J’étais vraiment tentée, d’autant que pour être honnête, c’était le troisième roman que je tentais de placer en trois ans, après un long hiatus pendant lequel j’avais cessé d’écrire. Il semblait que ça devait être maintenant ou jamais…

Cependant j’ai pris le temps de réfléchir. Les modifications qu’on me demandait auraient nécessité un travail important, sans certitude d’être publiée au bout. Et puis surtout, j’ai jeté un second coup d’œil à cette maison d’édition.

J’ai raconté ailleurs comment j’ai procédé pour trouver des éditeurs susceptibles d’être intéressés par mon roman : en allant en librairie et en regardant qui publiait des livres du même type. Ça m’a donné le nom de plusieurs maisons que je ne connaissais pas encore, et l’une d’entre elles était celle qui me contactait aujourd’hui. J’ai regardé attentivement son catalogue en ligne, dans l’espoir d’avoir une idée sur la politique actuelle de la maison et d’évaluer mes chances d’être publiée.

C’est là que j’ai réalisé que s’il publiait en effet des romans historiques, il y avait toute une partie de sa ligne éditoriale que je n’avais pas envie de voir associée à mon nom, ni de près ni de loin : des ouvrages d’extrême-droite, certains à prétention historique, essayant de réhabiliter Pétain ou la colonisation, d’autres plutôt dans une veine complotiste à la Trump…

Non merci. J’ai passé mon chemin, et continué à chercher un éditeur. Bien m’en a pris, comme on sait !

(Oui, je sais, j’aurais pu regarder de près plus tôt… Personne n’est parfait.)

Mais ce n’est pas de ce seul bord politique que peuvent venir les dilemmes. À peu près au même moment, j’étais en discussion avec un autre éditeur à propos d’un autre roman que j’essayais de faire publier, l’histoire d’une femme soldat sous la Révolution française.
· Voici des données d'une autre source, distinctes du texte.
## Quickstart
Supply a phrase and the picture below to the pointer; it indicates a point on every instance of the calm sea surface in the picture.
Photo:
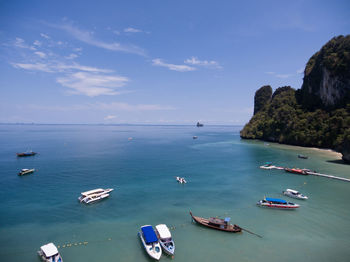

J’ai déjà parlé de ma source d’inspiration, Marie-Angélique Duchemin, la première femme à recevoir la Légion d’honneur.

L’ennui, c’est que cet éditeur avait une idée différente de ce que devait être le sujet du livre : « Mais ce qui est intéressant, m’a-t-on dit, c’est que c’est une histoire d’identité de genre »… Et d’essayer de me convaincre de changer le récit pour coller à ce prisme de lecture.

Or ce n’était pas du tout ce que je voulais faire. Il ne s’agit pas d’une femme qui ne veut pas être une femme, mais qui investit un champ d’activité traditionnellement masculin, poussée par des motivations complexes mais pas si différente de celles des autres volontaires de 1792. Si on y regarde de près, c’est même un sacré retour des stéréotypes, sous couvert de progressivisme.

Au final, j’ai décliné de travailler avec cet éditeur. Mon roman sur la Révolution n’a jamais vu le jour sous sa forme originelle, mais j’en ai utilisé des parties pour Du sang sur les dunes, et le roman que je suis actuellement en train d’écrire devrait reprendre la principale protagoniste.

L’intégrité a un coût, mais il y a des arrangements. Et certains personnages ne se laissent pas facilement mettre de côté.